Sunday, December 16, 2012

What Defies All Words

I am not a parent.  And though I have loved children fiercely in my years as a nanny, and have wished sometimes idly and sometimes passionately over the years to be a mother already, on Friday afternoon when I learned of the shooting that happened not even an hour from where I live, I was suddenly and profoundly grateful to not be a parent.  Partly because I simply could not fathom being one of the parents of the 20 children killed, or even a parent of the hundreds of children who survived but will go on to face a life whose innocence has been ripped away far too early.  But also because whether 45 minutes away or 12 hours away from the small town of Newtown where this happened, for every parent whose life and family was not touched by this horror, I don't know how the fear and the powerlessness and helplessness doesn't drive you into the basement, holding your babies close and never letting them go.  I mean, I do know.  I know that you can't live your life in fear.  I know that you still need to send your kids to school and you can grieve for the lives lost and affected and accept that there is no way to know when or where things like this will happen.  I know those things.  But I also remember how it felt when a classmate's dad died suddenly of a massive heart attack on a random Tuesday afternoon when we were fifteen, and how I went home and hugged my father more tightly than I had in a decade and I felt how fiercely my love for him could not ever stop something like a heart attack (or cancer, for that matter) from touching him, from touching our family, and that scared the shit out of me.

Love cannot stop bad things from happening.  I still believe in it, like I believe in God - not because something or someone tells me to, but because I can feel and I can see what love and God (the same thing, essentially) looks like and feels like in the world around us but it is not all powerful.  It doesn't stop mass shootings.  It doesn't keep people from getting cancer or dying of heart attacks or facing mental illness that threatens to eat them alive.  But just like we treat heart disease with Lipitor and Coumadin, and we treat cancer with chemotherapy and radiation, we have ways to treat mental illness too.  And we need to treat it.  We need to allow people access to this care, and provide for continuity of care, and yes, maybe even force people to accept treatment when they might not want to for the safety of themselves and those around them.

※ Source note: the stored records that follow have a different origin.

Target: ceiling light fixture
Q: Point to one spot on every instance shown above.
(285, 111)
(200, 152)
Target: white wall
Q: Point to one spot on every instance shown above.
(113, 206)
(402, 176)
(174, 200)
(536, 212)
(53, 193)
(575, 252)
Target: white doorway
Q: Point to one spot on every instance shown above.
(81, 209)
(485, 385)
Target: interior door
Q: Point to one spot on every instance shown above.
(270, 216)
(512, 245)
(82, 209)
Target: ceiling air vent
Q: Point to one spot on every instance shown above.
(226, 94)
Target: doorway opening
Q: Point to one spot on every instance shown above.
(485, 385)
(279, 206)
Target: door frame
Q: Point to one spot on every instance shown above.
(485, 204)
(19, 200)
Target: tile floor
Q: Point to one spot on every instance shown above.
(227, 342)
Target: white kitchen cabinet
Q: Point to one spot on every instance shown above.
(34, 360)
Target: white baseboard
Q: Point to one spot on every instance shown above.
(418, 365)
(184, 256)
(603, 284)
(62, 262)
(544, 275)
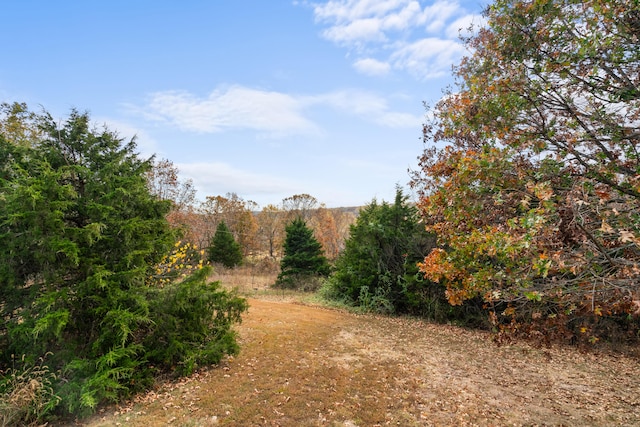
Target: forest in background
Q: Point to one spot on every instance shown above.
(527, 223)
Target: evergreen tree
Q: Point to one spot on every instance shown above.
(303, 260)
(224, 249)
(80, 236)
(377, 269)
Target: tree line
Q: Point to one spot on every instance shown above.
(527, 221)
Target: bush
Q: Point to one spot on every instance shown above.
(303, 262)
(85, 282)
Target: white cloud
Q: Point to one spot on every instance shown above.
(372, 67)
(235, 107)
(220, 178)
(361, 30)
(146, 145)
(461, 25)
(434, 17)
(422, 40)
(368, 106)
(271, 113)
(428, 58)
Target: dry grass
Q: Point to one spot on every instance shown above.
(304, 365)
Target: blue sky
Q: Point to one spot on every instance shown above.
(263, 98)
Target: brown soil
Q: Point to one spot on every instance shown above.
(303, 365)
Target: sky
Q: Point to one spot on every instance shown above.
(262, 98)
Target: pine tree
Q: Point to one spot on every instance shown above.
(303, 259)
(224, 249)
(377, 269)
(80, 235)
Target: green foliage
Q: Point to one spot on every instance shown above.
(224, 249)
(531, 176)
(378, 268)
(26, 394)
(80, 239)
(303, 262)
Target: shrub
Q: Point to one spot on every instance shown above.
(303, 261)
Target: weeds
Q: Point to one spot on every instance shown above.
(26, 394)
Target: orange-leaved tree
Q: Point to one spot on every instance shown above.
(531, 176)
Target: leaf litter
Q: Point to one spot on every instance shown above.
(303, 365)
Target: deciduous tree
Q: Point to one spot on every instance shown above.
(224, 249)
(532, 179)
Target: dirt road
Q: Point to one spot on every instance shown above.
(309, 366)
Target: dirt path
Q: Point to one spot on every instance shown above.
(309, 366)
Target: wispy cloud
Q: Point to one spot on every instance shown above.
(221, 178)
(397, 34)
(372, 67)
(234, 107)
(267, 112)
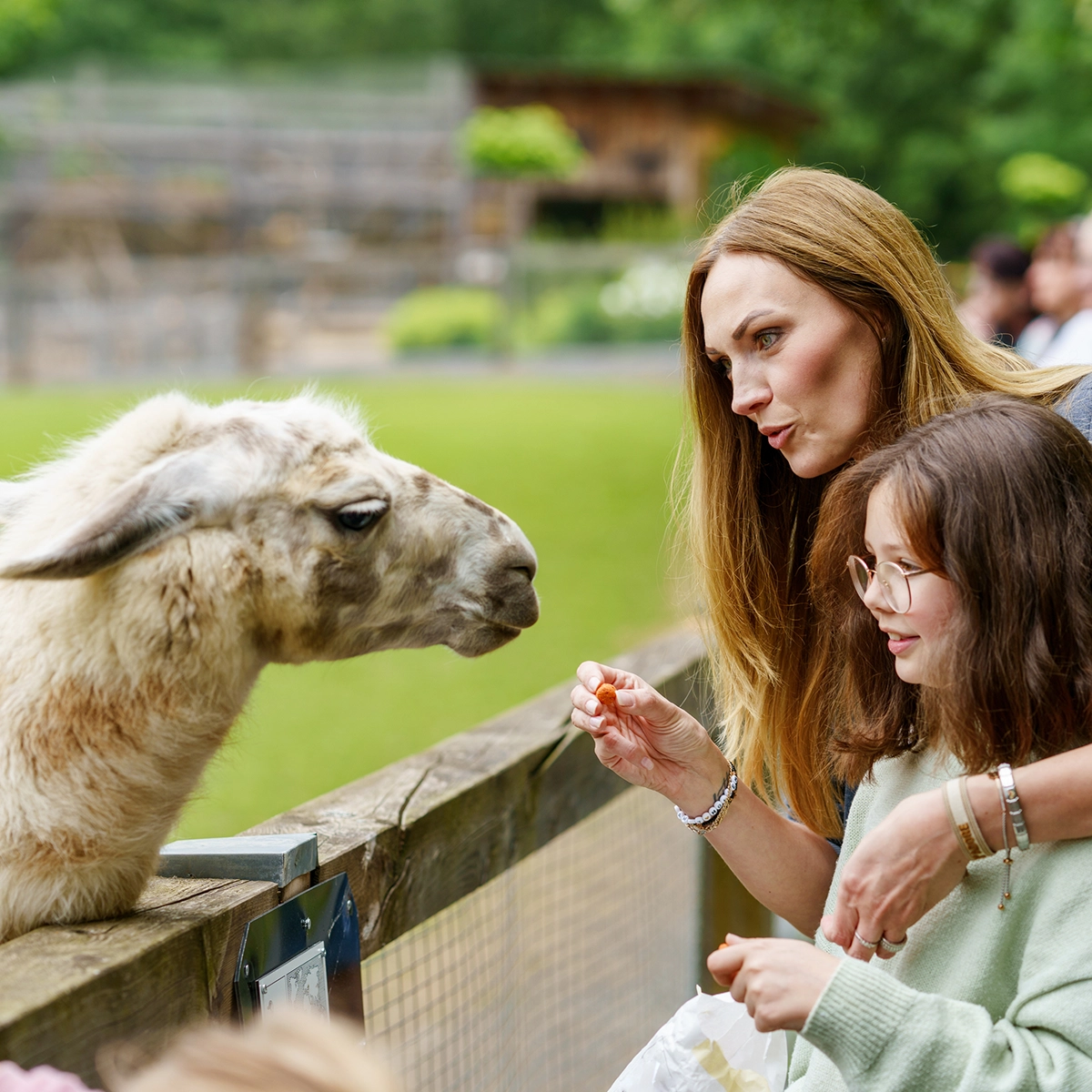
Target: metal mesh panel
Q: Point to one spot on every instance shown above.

Out of the many, many pieces being written about Friday's tragedy, these are three that have profoundly moved me, made me think, and educated me.  I encourage you to take a look.


Did This Really Happen in My Elementary School?
"...How could the elementary school where I wrote my first story and got in trouble for calling Ross Perot a butthead also be the site of the nation's second-deadliest school shooting? I can't reconcile the memories I have of Sandy Hook School with the events of today. They simply aren't the same place."


Thinking the Unthinkable
"...On the intake form, under the question, “What are your expectations for treatment?” I wrote, “I need help.”

And I do. This problem is too big for me to handle on my own. Sometimes there are no good options. So you just pray for grace and trust that in hindsight, it will all make sense."


"...The idea that the only thing between you and twenty dead kids lying at your feet is a couple of functioning neural pathways.  That all it takes is one break somewhere inside your brain and suddenly you are hearing voices and think everybody is out to get you.  That in six months you can go from being a well-liked and reasonably happy individual to planning a mass murder."

2 comments:

Unknown said...

Long time reader but first time commenter.

This rings so true to me. I've said this to my husband all weekend. We need to take the stigma off mental illness and help those who need it. If I had something wrong with my leg, we would go to the doctor and treat it. If there's something wrong with my mental state, I should be free to go to the doctor for the appropriate treatment.

Mental illness has a long history in my family. Thankfully everyone has had the love, support, and treatment to get through it.

These individuals aren't "freaks" or "weird". They are sick people who need our understanding and help.

Cait said...

Sarah, thanks so much for speaking up. I absolutely agree with you. I feel so lucky to have been able to get the help and support I have needed in the past and I shudder to think where I would be in my life had that not been possible. Every day people seek help and are turned away. We need to change that, for everyone's sake.